Wakil Menteri Koperasi (Wamenkop) Ferry Juliantono menuturkan, banyak contoh koperasi besar di dunia yang mampu mendirikan badan usaha. Sehingga memberikan kontribusi pada pendapatan yang signifikan terhadap pertumbuhan ekonomi. Misalnya, Friesland Campina sebuah koperasi yang berpusat di Belanda dengan brand Frisian Flag.
”Di Eropa, terutama di Belanda, koperasi itu mempunyai andil kepemilikan di dalam sebuah usaha besar seperti Frisian Flag. Jadi apa yang sudah dilakukan oleh koperasi di sana itu persis seperti yang kita rintis saat ini,” ucap Ferry di kantornya, Selasa (7/1).
Dengan masuknya koperasi pada sektor usaha besar, dia berharap ketimpangan pengelolaan aset oleh koperasi dibandingkan dengan BUMN dan sektor private dapat lebih seimbang. Dalam waktu dekat, Kemenkop berencana mengeluarkan Peraturan Kementerian Koperasi (PermenKop) yang baru. Sebagai revisi dari Permenkop nomor 4/2020 tentang penyaluran pembiayaan oleh Lembaga Pengelola Dana Bergulir Koperasi dan UMKM (LPDB-KUMKM).

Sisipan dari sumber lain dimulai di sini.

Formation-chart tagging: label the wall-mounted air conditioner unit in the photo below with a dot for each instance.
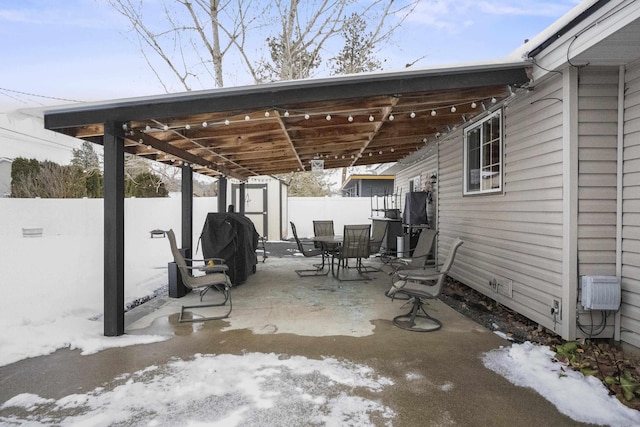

Ferry Juliantono menegaskan, koperasi di Indonesia perlu mengembangkan kapasitasnya. Sehingga tidak bergantung pada pemilik pabrik maupun pihak lain pengolahan produk, terutama minyak kelapa sawit (CPO). Makanya, koperasi harus memiliki kendali atas industri terkait untuk menghindari ketergantungan.
”Jadi sudah kami putuskan sekarang koperasi bisa punya pabrik CPO sendiri. Bahkan, kalau bisa punya pabrik minyak goreng sendiri,” ujar Ferry Juliantono.
Langkah ini bertujuan agar koperasi bisa lebih mandiri dalam memproduksi dan mendistribusikan produk. Tanpa harus menunggu pasokan dari pihak lain.
Kemenkop juga telah mengambil langkah serupa untuk sektor pengolahan susu. Dengan begitu, koperasi dapat memperluas jangkauan dan meningkatkan daya saing mereka di pasar industri.
”Kemenkop telah memutuskan agar koperasi memiliki pabrik pengolahan susu sendiri,” ungkap Ferry.
Dia juga menekankan, pentingnya koperasi untuk mampu berkompetisi di sektor industri. Yang mana selama ini dianggap sulit dijangkau. ”Koperasi harus punya kemampuan untuk masuk ke sektor industri, sektor yang selama ini dianggap koperasi tidak mampu untuk melakukannya,” imbuh Ferry Juliantono.
Apalagi, Presiden Prabowo Subianto telag menyatakan harapannya agar Kemenkop mendukung koperasi dalam ekspansi ke sektor industri. Dengan kebijakan ini, koperasi mampu meningkatkan daya saing dan menghadapi tantangan industri global.
”Diharapkan kita bisa mendapatkan pemahaman supaya pengalaman sukses pengelolaan koperasi di negara-negara lain bisa dijadikan sebagai role model bagi kita di Kementerian Koperasi untuk mendorong koperasi-koperasi kita masuk ke sektor industri,” tandas Ferry Juliantono.